Market research is an effective way of finding out what customers want and what they are likely to find interesting. For the research to be useful, a representative sample of your customer base/target market needs to be used.
Such research is generally used for analysing the target market, assessing customer needs, assessing the viability of a new product or learning about customer satisfaction.
There are two types of market research, primary and desk. Desk research uses internal information such as customer sales records and published information such as trade information or government publications. Primary (or field research) is undertaken within the market itself and is designed to get specific information from specific people.
Primary research can take one of three main forms:
1. Personal interviews use a set questionnaire; the answers are recorded and later correlated with other answers.
Refusal rate is low
Results are accurate
Non-verbal communication can be used
Questionnaire can be longer
High cost per interview
Inaccuracies may occur when recording answers
Large set up costs e.g. the recruiting and training of interviewers
2. Telephone interviews involve a set of questions being asked over the phone. Answers are later correlated.
Large number of interviews can be conducted
Interviewers can be based in one place and directly supervised
Cost per interview is low
Wider geographical areas can be covered
Not everyone has a phone
Questionnaire must be short
Non-verbal communication cannot be used
Response rates are lower
Hard to determine a good time to call
3. Postal surveys are sent to a sample population (a free gift or prize draw may encourage responses). Questionnaires must be concise, short and easy to understand. Information can be correlated on return.

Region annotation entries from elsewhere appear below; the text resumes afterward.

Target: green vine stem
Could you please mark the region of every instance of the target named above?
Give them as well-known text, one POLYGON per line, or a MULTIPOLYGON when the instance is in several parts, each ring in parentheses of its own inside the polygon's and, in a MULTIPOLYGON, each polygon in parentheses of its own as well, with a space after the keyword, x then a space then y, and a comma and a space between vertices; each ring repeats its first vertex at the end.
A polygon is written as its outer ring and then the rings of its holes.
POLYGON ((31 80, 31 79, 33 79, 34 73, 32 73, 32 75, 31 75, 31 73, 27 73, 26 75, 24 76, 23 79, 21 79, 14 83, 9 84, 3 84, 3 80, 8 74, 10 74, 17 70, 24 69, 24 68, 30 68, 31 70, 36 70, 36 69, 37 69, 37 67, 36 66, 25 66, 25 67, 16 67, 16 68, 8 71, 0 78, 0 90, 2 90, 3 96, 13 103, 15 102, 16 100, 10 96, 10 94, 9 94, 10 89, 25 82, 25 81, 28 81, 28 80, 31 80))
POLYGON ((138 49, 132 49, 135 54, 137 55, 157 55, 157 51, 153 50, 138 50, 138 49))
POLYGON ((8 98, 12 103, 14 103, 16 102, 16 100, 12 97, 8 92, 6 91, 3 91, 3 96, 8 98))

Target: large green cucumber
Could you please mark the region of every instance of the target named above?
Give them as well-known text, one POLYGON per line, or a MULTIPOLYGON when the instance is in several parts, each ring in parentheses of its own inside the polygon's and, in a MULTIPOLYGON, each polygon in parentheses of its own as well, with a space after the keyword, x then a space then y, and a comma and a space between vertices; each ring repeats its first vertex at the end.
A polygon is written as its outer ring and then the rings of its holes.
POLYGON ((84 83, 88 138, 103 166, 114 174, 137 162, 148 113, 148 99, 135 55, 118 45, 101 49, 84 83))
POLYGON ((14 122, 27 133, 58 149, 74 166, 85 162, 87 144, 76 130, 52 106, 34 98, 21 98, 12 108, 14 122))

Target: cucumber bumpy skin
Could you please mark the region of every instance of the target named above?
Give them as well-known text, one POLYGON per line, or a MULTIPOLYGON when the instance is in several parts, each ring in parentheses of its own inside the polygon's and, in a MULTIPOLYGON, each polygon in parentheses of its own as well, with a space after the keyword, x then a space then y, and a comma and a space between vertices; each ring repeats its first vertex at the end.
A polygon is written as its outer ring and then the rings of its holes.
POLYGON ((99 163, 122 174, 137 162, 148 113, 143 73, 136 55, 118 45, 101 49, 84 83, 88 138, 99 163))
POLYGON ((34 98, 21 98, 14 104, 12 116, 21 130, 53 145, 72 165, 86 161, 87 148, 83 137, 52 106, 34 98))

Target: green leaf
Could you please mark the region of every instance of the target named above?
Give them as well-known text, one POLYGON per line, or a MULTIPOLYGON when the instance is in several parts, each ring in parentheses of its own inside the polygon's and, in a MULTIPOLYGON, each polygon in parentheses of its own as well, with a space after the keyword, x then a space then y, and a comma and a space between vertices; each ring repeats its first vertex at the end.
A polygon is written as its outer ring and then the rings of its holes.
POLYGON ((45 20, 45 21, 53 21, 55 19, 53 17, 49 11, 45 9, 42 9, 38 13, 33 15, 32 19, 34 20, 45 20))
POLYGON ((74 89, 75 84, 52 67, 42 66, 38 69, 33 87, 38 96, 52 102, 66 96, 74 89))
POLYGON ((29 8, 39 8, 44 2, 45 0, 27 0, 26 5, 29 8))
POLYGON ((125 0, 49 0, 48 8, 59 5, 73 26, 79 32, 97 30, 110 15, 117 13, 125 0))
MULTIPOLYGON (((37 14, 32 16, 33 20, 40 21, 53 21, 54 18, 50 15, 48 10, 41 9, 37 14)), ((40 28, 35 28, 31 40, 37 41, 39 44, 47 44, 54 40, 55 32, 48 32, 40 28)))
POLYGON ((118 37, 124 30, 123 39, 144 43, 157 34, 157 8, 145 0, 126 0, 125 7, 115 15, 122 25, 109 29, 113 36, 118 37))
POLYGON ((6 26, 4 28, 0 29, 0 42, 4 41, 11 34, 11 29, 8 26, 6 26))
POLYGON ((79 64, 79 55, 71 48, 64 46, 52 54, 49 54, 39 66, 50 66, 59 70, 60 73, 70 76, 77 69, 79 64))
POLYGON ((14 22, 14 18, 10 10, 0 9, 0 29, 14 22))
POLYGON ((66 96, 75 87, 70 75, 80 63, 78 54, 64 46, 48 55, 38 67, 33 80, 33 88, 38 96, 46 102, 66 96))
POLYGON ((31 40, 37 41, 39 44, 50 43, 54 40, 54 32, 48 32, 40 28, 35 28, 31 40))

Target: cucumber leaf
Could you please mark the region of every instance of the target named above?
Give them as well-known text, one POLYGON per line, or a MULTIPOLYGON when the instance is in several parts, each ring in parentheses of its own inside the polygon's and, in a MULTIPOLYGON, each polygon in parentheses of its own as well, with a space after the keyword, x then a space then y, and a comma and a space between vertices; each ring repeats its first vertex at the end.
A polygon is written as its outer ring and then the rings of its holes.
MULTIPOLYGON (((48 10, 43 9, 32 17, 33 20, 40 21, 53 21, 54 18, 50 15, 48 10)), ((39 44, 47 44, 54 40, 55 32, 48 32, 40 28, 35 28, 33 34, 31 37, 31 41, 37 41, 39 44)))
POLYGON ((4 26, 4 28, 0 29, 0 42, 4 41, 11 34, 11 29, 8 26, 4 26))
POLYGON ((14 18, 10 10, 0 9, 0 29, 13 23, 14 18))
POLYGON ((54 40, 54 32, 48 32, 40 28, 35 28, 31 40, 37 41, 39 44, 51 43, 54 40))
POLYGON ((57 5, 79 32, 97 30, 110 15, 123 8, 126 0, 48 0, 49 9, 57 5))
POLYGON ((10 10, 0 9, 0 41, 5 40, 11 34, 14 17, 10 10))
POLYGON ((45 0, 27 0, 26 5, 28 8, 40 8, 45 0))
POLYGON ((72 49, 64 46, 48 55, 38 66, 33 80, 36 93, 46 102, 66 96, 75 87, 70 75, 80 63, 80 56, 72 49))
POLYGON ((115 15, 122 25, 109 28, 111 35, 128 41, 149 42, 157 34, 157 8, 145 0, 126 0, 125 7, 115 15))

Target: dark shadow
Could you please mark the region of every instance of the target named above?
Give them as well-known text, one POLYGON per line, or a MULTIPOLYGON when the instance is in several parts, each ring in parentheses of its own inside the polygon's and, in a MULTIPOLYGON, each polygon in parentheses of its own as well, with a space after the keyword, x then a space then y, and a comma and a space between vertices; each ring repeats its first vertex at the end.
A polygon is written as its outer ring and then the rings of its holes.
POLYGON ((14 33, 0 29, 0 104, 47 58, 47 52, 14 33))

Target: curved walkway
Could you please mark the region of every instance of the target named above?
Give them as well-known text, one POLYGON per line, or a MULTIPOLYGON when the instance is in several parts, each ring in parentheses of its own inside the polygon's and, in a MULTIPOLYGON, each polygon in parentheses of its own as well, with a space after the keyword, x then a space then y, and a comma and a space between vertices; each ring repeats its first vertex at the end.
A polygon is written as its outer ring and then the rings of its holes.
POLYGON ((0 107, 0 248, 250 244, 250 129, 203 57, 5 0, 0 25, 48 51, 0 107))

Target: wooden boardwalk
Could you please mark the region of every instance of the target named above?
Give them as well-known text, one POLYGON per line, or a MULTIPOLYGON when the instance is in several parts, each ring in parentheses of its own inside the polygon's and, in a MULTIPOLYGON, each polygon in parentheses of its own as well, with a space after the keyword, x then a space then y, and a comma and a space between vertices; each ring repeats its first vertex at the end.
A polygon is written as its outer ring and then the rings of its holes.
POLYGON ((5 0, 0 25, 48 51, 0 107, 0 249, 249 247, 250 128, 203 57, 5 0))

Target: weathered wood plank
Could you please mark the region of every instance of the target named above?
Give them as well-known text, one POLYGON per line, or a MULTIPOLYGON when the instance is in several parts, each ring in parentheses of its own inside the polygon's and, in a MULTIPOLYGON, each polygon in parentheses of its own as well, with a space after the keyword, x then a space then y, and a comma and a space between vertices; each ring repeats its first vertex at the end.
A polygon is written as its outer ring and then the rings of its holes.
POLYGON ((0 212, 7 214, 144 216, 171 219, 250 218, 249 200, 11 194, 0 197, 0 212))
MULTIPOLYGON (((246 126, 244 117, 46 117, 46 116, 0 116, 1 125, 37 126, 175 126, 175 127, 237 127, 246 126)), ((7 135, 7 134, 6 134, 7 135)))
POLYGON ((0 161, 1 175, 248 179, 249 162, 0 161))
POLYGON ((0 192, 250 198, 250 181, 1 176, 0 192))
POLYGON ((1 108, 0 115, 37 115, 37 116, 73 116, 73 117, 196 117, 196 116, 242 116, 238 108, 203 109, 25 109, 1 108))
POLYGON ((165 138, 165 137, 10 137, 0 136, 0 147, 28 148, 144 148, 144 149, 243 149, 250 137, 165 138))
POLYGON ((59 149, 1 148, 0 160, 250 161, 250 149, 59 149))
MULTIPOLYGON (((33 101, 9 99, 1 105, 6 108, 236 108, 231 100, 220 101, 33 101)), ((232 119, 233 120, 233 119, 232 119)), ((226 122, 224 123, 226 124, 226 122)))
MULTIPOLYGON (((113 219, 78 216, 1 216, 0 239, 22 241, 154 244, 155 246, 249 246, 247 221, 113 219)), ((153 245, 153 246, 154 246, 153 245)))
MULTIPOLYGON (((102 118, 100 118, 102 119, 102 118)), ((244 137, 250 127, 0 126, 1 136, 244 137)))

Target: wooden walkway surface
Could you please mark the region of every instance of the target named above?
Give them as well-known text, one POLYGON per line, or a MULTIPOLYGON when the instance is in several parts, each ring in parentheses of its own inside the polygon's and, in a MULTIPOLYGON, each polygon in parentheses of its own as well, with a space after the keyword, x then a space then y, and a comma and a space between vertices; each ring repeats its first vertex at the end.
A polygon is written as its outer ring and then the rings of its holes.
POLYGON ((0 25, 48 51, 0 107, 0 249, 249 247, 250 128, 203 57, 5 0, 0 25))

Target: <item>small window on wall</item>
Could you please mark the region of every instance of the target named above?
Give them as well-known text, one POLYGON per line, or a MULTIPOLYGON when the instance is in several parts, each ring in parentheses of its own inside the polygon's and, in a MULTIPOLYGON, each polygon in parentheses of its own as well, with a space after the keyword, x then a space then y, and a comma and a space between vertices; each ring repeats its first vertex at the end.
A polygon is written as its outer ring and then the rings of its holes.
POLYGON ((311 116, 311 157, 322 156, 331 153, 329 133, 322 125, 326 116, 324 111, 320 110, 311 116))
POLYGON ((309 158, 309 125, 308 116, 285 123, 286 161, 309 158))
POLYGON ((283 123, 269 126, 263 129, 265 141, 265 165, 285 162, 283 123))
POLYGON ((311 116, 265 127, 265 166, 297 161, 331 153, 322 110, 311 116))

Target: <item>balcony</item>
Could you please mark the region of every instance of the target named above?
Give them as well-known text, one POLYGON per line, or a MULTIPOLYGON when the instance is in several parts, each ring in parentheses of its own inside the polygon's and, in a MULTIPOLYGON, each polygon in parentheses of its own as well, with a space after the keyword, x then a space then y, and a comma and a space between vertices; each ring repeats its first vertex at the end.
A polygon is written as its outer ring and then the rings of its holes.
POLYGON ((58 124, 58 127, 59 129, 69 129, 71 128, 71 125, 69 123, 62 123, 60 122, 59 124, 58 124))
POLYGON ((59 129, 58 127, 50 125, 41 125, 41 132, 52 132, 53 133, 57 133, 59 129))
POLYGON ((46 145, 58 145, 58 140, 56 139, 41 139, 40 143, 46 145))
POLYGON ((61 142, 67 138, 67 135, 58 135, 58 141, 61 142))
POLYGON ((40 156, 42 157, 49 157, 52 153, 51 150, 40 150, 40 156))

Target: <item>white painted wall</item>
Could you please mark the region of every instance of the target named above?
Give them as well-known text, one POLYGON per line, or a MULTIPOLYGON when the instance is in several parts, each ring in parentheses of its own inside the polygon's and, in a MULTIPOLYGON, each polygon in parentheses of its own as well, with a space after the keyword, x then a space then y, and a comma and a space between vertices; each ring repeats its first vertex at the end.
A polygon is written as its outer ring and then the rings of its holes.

Cheap to reach a wide range of people
No interviewer training required
Respondents can answer in own time
Cannot influence the amount of responses
Refusal rate is much higher than the other forms
Cannot clarify contradictory answers
Questionnaires must be very short to encourage a response
Results may not be representative
When deciding on which method to use the key factors are:
Amount of time available
Accuracy of the results required
The type of people you are intending on targeting
Geographical placing of the people you are targeting
Each form of research has its own merits and the most appropriate method for the desired result should be chosen.